1. As ever at this point, we fully accept that gender is but one of the inherent prejudices in the popular (hi)story of (furniture) design that needs to be dismantled, there are others; however, that the subject at hand is gender we therefore discuss in terms of gender. Which isn’t to deny the other areas that need to be better documented and more regularly discussed

2. Commercial portfolios naturally also often contain works that are interesting, relevant and challenging, but also a lot of commercially driven objects, in many regards a test for the relevance of any given furniture manufacturer is the mix of interesting, relevant and challenging objects and commercially driven objects. We are very much exaggerating the situation here as a rhetorical tool.

3. In Göran Schildt, Alvar Aalto. The decisive years (1986) there is a sketch on page 86 for a “sprung version” of the Paimio whose silhouette is even closer to that of Maija-Liisa Komulainen’s chair, as is the idea of bringing in resilient seating to a static object. The Aaltos realised the sprung version in the wooden cantilever Armchair 42. While the title of Schildt’s book neatly illustrates another part of the problem……..

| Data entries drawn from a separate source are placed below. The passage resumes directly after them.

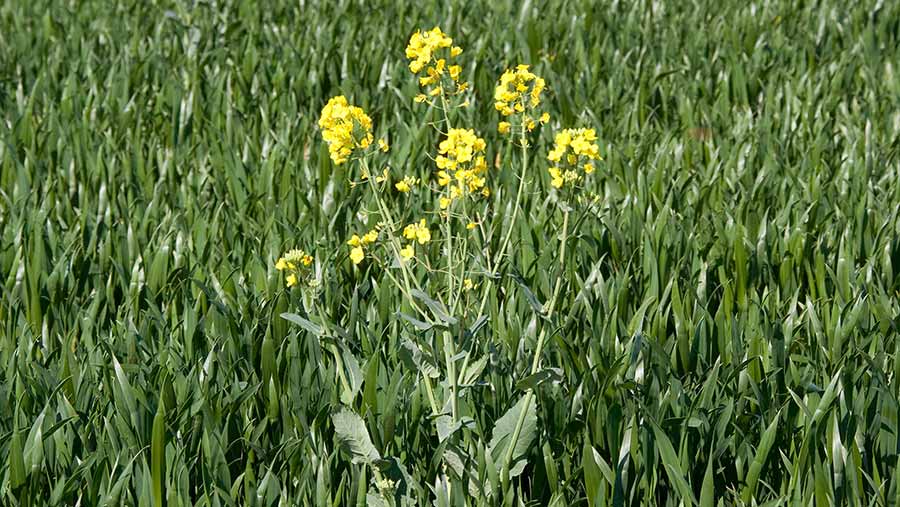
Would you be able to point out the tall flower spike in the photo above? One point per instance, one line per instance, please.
(461, 165)
(573, 149)
(431, 54)
(518, 92)
(345, 127)
(297, 266)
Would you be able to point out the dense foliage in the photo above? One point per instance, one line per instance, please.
(725, 330)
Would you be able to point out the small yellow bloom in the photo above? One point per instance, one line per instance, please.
(345, 128)
(296, 262)
(556, 177)
(418, 231)
(514, 87)
(357, 255)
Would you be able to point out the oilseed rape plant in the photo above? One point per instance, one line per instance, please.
(445, 288)
(555, 253)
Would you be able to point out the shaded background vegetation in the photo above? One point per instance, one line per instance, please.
(734, 300)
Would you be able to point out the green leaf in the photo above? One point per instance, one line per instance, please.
(353, 436)
(762, 452)
(304, 323)
(502, 434)
(673, 467)
(436, 307)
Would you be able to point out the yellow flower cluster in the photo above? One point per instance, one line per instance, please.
(519, 92)
(345, 128)
(430, 53)
(415, 232)
(358, 243)
(461, 165)
(573, 148)
(406, 184)
(297, 264)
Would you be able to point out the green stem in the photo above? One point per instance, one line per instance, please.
(449, 344)
(535, 363)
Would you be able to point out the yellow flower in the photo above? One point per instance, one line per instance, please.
(518, 90)
(357, 254)
(406, 184)
(430, 51)
(576, 147)
(417, 231)
(556, 177)
(296, 263)
(345, 128)
(460, 159)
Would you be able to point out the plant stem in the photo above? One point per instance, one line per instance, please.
(540, 343)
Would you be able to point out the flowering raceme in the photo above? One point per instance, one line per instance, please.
(431, 53)
(358, 243)
(461, 165)
(574, 149)
(297, 264)
(345, 128)
(519, 93)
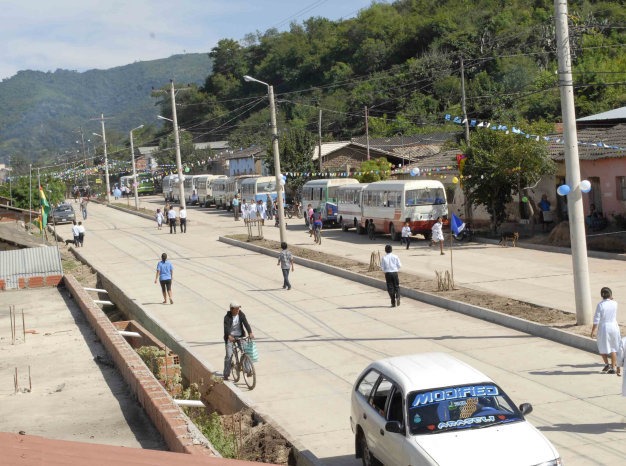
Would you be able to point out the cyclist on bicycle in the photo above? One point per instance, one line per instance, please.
(235, 326)
(317, 223)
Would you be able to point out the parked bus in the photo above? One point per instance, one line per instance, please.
(233, 186)
(145, 183)
(258, 189)
(386, 205)
(204, 187)
(168, 187)
(349, 203)
(322, 195)
(218, 186)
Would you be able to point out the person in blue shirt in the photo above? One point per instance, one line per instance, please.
(165, 273)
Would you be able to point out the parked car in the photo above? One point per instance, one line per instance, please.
(63, 213)
(432, 409)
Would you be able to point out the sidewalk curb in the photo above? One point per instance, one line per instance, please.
(515, 323)
(226, 397)
(557, 249)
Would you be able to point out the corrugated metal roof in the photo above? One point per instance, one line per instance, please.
(29, 262)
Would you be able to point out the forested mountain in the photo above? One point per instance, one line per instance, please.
(402, 60)
(40, 111)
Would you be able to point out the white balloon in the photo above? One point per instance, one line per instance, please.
(585, 186)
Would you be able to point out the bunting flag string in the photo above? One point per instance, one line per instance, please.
(499, 127)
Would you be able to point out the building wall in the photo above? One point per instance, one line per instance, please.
(607, 170)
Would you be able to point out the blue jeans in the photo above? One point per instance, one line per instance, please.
(286, 278)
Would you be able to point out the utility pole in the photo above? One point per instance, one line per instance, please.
(132, 153)
(106, 158)
(367, 133)
(319, 139)
(574, 199)
(179, 164)
(279, 175)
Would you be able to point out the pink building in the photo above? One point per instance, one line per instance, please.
(603, 166)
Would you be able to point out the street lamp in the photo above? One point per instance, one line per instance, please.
(132, 153)
(106, 162)
(279, 186)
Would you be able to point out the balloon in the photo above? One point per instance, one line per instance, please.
(563, 190)
(585, 186)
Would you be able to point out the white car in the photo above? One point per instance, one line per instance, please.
(432, 409)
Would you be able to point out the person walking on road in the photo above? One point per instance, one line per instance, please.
(182, 214)
(609, 340)
(159, 218)
(76, 233)
(235, 326)
(165, 274)
(285, 260)
(406, 234)
(390, 264)
(437, 234)
(81, 234)
(171, 219)
(83, 207)
(236, 207)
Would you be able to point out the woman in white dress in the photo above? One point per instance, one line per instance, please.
(609, 340)
(437, 234)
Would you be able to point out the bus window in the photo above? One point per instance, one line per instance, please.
(427, 196)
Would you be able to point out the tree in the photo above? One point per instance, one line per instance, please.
(500, 165)
(296, 148)
(374, 170)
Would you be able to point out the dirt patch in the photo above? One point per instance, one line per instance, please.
(539, 314)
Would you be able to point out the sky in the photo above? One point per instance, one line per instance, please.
(79, 35)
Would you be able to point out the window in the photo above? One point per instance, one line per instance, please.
(461, 407)
(380, 395)
(620, 182)
(367, 382)
(427, 196)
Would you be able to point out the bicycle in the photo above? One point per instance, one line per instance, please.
(240, 360)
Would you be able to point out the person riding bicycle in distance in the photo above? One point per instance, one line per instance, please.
(235, 326)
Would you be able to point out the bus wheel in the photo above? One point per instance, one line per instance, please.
(392, 232)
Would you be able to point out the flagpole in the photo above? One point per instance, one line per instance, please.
(40, 207)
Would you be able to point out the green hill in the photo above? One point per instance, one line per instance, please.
(39, 111)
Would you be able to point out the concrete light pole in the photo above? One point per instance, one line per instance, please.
(132, 153)
(574, 199)
(279, 187)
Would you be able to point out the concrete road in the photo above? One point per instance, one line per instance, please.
(542, 278)
(315, 339)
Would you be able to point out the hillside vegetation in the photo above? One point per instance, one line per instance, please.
(402, 60)
(40, 111)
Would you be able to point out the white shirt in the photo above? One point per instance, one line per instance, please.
(390, 263)
(606, 312)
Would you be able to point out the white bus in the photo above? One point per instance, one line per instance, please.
(205, 189)
(233, 186)
(386, 205)
(258, 189)
(168, 187)
(322, 195)
(349, 206)
(218, 187)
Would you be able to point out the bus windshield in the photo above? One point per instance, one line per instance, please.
(425, 196)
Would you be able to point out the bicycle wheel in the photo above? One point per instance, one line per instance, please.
(235, 370)
(248, 377)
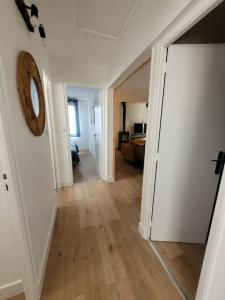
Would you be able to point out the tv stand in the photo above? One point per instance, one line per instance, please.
(137, 135)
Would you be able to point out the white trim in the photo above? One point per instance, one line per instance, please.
(110, 179)
(67, 128)
(67, 183)
(44, 259)
(52, 130)
(19, 216)
(12, 289)
(168, 272)
(141, 231)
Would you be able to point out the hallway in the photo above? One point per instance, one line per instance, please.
(96, 250)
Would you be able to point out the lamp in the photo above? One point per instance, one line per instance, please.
(31, 19)
(42, 31)
(34, 15)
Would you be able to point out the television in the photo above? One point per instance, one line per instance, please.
(140, 128)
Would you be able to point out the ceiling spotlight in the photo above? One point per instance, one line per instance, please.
(34, 15)
(31, 19)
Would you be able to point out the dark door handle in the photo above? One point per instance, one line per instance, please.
(219, 162)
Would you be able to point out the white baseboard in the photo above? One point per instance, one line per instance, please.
(142, 231)
(46, 250)
(12, 289)
(110, 179)
(66, 183)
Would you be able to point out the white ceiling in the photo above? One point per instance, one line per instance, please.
(105, 17)
(85, 30)
(136, 87)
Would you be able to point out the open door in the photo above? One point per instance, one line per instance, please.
(192, 134)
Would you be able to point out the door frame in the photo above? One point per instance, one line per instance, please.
(193, 13)
(51, 130)
(103, 151)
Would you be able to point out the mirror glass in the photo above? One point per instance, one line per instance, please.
(34, 97)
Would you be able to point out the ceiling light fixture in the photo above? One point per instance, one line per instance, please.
(31, 19)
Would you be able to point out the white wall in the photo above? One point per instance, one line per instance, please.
(62, 129)
(32, 154)
(83, 141)
(136, 113)
(75, 72)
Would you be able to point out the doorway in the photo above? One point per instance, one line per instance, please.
(84, 107)
(191, 137)
(130, 107)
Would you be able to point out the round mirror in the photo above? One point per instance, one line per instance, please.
(34, 97)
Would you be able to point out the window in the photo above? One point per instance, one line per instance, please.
(74, 121)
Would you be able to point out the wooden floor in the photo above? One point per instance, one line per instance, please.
(96, 251)
(185, 262)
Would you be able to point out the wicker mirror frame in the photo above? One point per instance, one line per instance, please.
(26, 71)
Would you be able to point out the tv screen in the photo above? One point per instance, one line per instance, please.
(138, 127)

4. Yes, and as ever, quality not quantity must be the guiding principle of a meaningful collection, but the numbers also have to be probable and ones that can be defended without relying on Johnsonian logic. And, for example the “Highlights” section of the Vitra Design Museum’s online collection is all male, save Ray Eames alongside Charles, Is that probable? 7000 items of furniture from across neigh on 200 years, but the “Highlights” are all by males? Are there no works by females that could be added to that cake?